Recognition languages
Contents
[
Hide
]
Aspose.OCR for Java can recognize a text in a large number of languages and all popular writing scripts, including texts with mixed languages.
To specify a language for recognition, provide one of the following values in setLanguage
method of RecognitionSettings class:
Value | Language |
---|---|
Language.None |
Extended Latin characters, including diacritics |
Language.Latin |
Extended Latin characters, including diacritics |
Language.Cyrillic |
Cyrillic characters |
Language.Bel |
Belorussian |
Language.Bul |
Bulgarian |
Language.Chi |
Chinese (more than 6,000 characters) |
Language.Cze |
Czech |
Language.Dan |
Danish |
Language.Deu |
German |
Language.Dum |
Dutch |
Language.Eng |
English |
Language.Est |
Estonian |
Language.Fin |
Finnish |
Language.Fra |
French |
Language.Hin |
Hindi |
Language.Ita |
Italian |
Language.Kaz |
Kazakh |
Language.Lav |
Latvian |
Language.Lit |
Lithuanian |
Language.Nor |
Norwegian |
Language.Pol |
Polish |
Language.Por |
Portuguese |
Language.Rum |
Romanian |
Language.Rus |
Russian |
Language.Slk |
Slovak |
Language.Slv |
Slovene |
Language.Spa |
Spanish |
Language.Srp |
Serbian |
Language.Srp_hrv |
Serbo-Croatian |
Language.Swe |
Swedish |
Language.Ukr |
Ukrainian |
If this parameter is omitted, the OCR engine will assume that the text is written in extended Latin.

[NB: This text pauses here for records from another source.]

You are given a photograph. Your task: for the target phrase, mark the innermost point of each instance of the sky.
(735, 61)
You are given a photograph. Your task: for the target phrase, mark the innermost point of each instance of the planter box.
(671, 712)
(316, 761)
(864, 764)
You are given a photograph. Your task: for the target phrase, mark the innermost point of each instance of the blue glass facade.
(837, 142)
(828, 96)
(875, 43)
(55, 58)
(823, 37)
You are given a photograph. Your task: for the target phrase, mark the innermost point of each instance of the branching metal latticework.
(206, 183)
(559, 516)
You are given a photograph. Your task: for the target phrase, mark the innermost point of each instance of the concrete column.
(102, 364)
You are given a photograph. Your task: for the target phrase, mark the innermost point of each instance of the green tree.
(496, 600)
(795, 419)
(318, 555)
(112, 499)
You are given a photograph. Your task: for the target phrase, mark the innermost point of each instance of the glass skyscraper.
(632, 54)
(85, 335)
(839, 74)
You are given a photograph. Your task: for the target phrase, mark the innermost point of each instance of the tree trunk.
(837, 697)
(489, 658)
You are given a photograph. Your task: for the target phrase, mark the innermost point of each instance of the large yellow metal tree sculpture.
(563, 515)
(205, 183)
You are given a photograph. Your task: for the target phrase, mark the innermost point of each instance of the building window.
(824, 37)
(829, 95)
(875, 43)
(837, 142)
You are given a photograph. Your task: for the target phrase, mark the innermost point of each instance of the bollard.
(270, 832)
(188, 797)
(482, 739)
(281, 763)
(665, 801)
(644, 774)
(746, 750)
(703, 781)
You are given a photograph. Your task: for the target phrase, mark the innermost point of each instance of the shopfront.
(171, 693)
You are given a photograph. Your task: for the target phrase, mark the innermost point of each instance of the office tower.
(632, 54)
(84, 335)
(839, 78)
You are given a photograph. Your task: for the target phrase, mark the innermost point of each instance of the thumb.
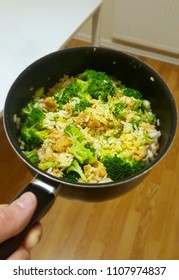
(14, 217)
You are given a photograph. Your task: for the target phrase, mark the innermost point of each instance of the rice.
(129, 135)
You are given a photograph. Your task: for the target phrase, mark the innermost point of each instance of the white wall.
(107, 40)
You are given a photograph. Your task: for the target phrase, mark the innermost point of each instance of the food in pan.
(89, 128)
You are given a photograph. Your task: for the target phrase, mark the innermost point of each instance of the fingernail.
(34, 239)
(26, 200)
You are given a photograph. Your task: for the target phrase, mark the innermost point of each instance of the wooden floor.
(143, 224)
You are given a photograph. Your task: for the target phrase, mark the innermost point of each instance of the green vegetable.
(120, 168)
(100, 85)
(32, 137)
(73, 172)
(131, 92)
(46, 165)
(80, 152)
(32, 156)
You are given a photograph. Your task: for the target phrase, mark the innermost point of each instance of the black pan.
(46, 72)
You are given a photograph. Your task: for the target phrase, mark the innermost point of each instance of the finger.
(20, 254)
(14, 217)
(33, 237)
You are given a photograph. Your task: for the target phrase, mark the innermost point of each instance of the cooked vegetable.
(120, 168)
(89, 129)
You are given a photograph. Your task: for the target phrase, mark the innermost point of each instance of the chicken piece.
(50, 104)
(62, 143)
(101, 170)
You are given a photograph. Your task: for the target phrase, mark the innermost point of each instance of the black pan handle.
(45, 190)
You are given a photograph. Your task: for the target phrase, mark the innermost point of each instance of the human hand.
(14, 218)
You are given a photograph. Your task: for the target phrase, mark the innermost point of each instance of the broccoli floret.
(35, 118)
(74, 132)
(71, 176)
(100, 85)
(80, 152)
(32, 137)
(131, 92)
(118, 108)
(27, 109)
(39, 93)
(32, 156)
(74, 171)
(81, 106)
(152, 118)
(46, 165)
(67, 93)
(119, 168)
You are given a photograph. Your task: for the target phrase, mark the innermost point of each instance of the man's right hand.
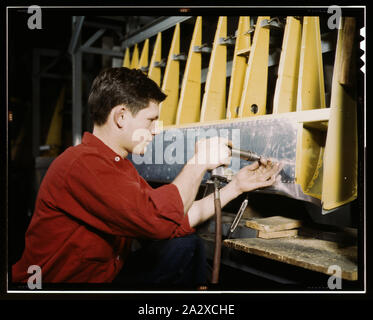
(212, 152)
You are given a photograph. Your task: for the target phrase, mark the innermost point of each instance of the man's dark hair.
(115, 86)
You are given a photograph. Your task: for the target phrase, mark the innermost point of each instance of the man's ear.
(120, 113)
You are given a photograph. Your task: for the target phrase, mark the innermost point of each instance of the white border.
(192, 292)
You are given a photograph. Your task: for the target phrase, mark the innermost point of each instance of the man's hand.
(257, 175)
(212, 153)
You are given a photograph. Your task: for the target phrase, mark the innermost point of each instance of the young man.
(92, 201)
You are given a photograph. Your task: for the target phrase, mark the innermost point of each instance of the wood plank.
(275, 223)
(312, 254)
(277, 234)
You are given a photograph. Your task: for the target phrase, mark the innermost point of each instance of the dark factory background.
(41, 82)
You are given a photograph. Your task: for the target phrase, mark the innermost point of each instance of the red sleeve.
(114, 201)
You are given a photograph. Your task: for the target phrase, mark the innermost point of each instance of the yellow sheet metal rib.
(340, 160)
(239, 65)
(254, 96)
(154, 68)
(126, 59)
(144, 58)
(213, 104)
(311, 94)
(170, 85)
(285, 99)
(135, 57)
(188, 110)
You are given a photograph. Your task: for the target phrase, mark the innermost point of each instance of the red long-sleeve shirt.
(90, 205)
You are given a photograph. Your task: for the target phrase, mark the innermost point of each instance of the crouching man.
(92, 202)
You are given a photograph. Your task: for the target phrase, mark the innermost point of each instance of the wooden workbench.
(309, 253)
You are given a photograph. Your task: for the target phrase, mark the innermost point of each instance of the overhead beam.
(152, 30)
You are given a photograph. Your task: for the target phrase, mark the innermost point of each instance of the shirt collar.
(90, 139)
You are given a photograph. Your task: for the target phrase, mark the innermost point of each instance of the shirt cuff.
(168, 201)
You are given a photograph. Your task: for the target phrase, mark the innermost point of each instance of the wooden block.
(313, 254)
(277, 234)
(275, 223)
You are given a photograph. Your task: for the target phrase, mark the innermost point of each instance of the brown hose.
(218, 239)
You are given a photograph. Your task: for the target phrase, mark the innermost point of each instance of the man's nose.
(156, 128)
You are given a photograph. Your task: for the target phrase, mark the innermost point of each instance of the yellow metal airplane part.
(285, 98)
(170, 85)
(213, 103)
(310, 95)
(239, 65)
(135, 57)
(254, 97)
(144, 58)
(126, 59)
(341, 154)
(188, 110)
(311, 92)
(55, 128)
(154, 68)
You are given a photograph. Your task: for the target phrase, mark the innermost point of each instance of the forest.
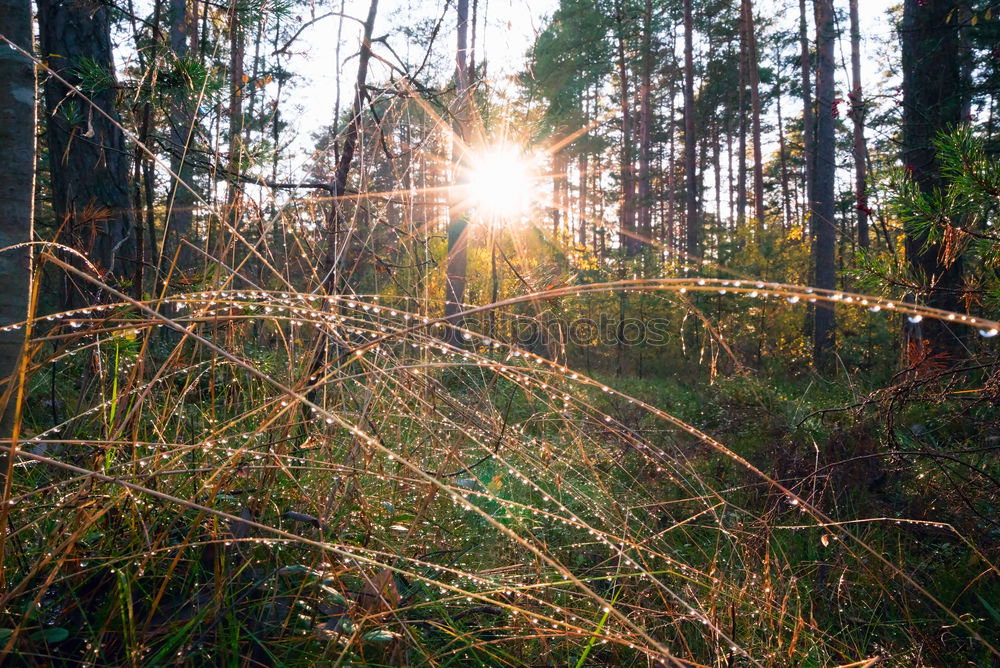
(512, 333)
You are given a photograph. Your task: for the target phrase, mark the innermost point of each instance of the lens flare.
(501, 182)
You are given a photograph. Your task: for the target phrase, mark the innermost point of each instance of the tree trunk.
(753, 72)
(823, 212)
(627, 210)
(786, 200)
(808, 123)
(87, 157)
(935, 92)
(858, 116)
(336, 217)
(17, 187)
(458, 243)
(694, 232)
(181, 200)
(645, 127)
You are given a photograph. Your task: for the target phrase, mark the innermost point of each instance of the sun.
(501, 181)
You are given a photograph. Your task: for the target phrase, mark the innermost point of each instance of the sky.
(511, 27)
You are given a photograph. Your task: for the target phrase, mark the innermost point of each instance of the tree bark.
(87, 157)
(336, 218)
(458, 242)
(823, 210)
(858, 116)
(181, 201)
(808, 123)
(753, 73)
(645, 127)
(694, 232)
(627, 208)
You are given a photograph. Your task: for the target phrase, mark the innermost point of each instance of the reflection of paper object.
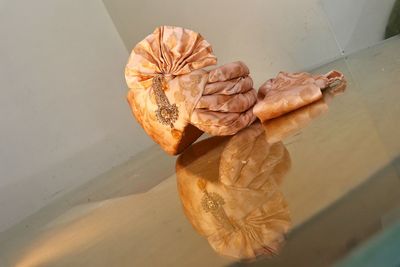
(230, 194)
(290, 91)
(289, 124)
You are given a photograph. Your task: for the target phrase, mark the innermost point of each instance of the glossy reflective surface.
(335, 171)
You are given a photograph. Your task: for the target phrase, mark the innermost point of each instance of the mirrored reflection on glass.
(230, 186)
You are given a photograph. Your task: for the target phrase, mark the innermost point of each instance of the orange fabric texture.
(174, 99)
(290, 91)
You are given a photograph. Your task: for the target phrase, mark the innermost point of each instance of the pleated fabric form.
(175, 100)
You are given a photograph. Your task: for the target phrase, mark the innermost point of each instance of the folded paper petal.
(170, 51)
(240, 210)
(175, 100)
(290, 91)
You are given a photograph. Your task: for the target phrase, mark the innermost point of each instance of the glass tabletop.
(306, 189)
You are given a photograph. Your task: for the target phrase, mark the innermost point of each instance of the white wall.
(63, 114)
(267, 35)
(358, 24)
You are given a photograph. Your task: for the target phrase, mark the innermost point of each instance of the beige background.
(63, 115)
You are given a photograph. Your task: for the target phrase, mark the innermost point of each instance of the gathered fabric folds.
(175, 100)
(290, 91)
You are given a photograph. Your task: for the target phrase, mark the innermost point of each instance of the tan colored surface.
(341, 184)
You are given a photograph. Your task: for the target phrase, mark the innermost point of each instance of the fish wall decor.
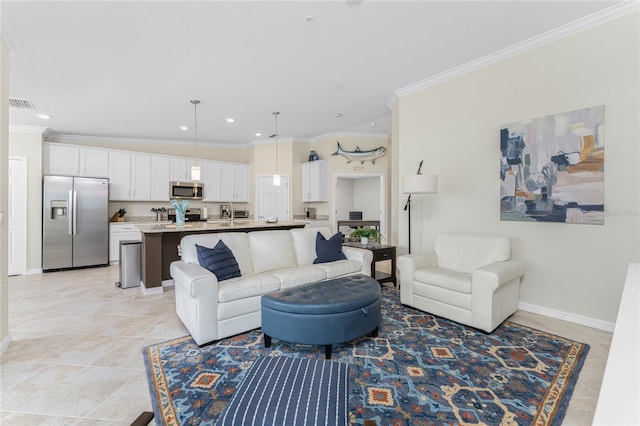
(360, 155)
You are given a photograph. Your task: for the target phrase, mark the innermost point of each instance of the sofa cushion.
(329, 250)
(271, 250)
(219, 260)
(238, 243)
(340, 267)
(304, 243)
(465, 253)
(293, 277)
(445, 278)
(244, 287)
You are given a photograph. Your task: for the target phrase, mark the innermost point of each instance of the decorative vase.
(179, 218)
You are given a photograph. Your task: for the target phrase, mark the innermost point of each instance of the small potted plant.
(366, 234)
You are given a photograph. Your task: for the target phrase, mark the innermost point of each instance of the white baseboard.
(567, 316)
(150, 291)
(5, 344)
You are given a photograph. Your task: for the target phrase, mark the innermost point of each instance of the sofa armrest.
(196, 280)
(497, 274)
(407, 266)
(361, 255)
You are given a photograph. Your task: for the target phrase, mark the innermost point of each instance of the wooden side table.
(380, 252)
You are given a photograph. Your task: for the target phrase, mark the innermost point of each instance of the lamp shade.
(420, 184)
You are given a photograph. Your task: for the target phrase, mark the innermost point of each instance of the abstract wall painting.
(552, 168)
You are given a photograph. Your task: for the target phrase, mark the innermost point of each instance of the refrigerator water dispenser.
(59, 209)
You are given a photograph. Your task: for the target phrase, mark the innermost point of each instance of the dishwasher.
(130, 264)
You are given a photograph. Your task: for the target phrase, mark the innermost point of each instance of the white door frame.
(383, 196)
(257, 195)
(18, 186)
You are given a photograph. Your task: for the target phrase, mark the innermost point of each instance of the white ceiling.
(128, 69)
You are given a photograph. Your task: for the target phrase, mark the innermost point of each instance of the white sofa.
(470, 279)
(269, 261)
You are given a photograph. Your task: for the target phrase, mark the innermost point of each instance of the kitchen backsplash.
(143, 208)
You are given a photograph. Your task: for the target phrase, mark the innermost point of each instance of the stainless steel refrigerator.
(75, 222)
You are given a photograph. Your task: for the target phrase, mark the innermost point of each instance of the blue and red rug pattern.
(419, 370)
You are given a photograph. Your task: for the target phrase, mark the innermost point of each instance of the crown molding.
(28, 129)
(61, 138)
(355, 135)
(579, 25)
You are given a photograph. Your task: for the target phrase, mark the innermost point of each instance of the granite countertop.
(213, 225)
(135, 220)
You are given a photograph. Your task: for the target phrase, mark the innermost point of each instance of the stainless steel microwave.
(186, 191)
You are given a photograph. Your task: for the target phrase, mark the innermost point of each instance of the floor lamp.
(418, 184)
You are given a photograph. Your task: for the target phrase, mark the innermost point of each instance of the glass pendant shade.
(195, 172)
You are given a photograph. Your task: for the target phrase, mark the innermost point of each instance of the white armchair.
(470, 279)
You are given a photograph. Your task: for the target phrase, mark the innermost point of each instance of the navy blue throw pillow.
(219, 260)
(329, 250)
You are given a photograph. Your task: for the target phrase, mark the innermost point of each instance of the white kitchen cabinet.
(180, 169)
(75, 161)
(129, 176)
(314, 181)
(140, 177)
(234, 180)
(160, 178)
(120, 232)
(212, 185)
(119, 175)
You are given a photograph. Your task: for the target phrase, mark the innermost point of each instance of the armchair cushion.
(460, 253)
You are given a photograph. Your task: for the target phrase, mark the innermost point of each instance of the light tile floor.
(75, 356)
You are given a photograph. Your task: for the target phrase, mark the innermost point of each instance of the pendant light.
(276, 176)
(195, 169)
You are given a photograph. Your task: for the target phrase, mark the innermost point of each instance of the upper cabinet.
(234, 179)
(314, 181)
(136, 176)
(180, 169)
(211, 171)
(75, 161)
(160, 178)
(129, 176)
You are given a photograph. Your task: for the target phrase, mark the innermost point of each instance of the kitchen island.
(160, 243)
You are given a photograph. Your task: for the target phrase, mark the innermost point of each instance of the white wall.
(4, 197)
(454, 127)
(344, 198)
(28, 143)
(366, 197)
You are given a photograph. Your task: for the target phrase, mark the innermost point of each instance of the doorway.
(360, 192)
(17, 222)
(272, 201)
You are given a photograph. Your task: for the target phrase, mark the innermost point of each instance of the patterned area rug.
(420, 370)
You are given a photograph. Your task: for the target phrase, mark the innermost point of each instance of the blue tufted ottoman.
(325, 313)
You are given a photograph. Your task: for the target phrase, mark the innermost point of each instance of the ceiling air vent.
(21, 103)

Make sure you specify the correct language for the image. If you try to recognize Cyrillic text using
Language.Eng
, only the characters that look the same in both languages (for example, с
and c
) will be correctly recognized. Other characters will be replaced with similar-looking alternatives.
Example
The following code sample demonstrates how to specify the recognition language:
AsposeOCR api = new AsposeOCR();
RecognitionSettings recognitionSettings = new RecognitionSettings();
// Recognize Ukrainian text
recognitionSettings.setLanguage(Language.Ukr);
RecognitionResult result = api.RecognizePage("source.png", recognitionSettings);
System.out.println("Recognition result:\n" + result.recognitionText + "\n\n");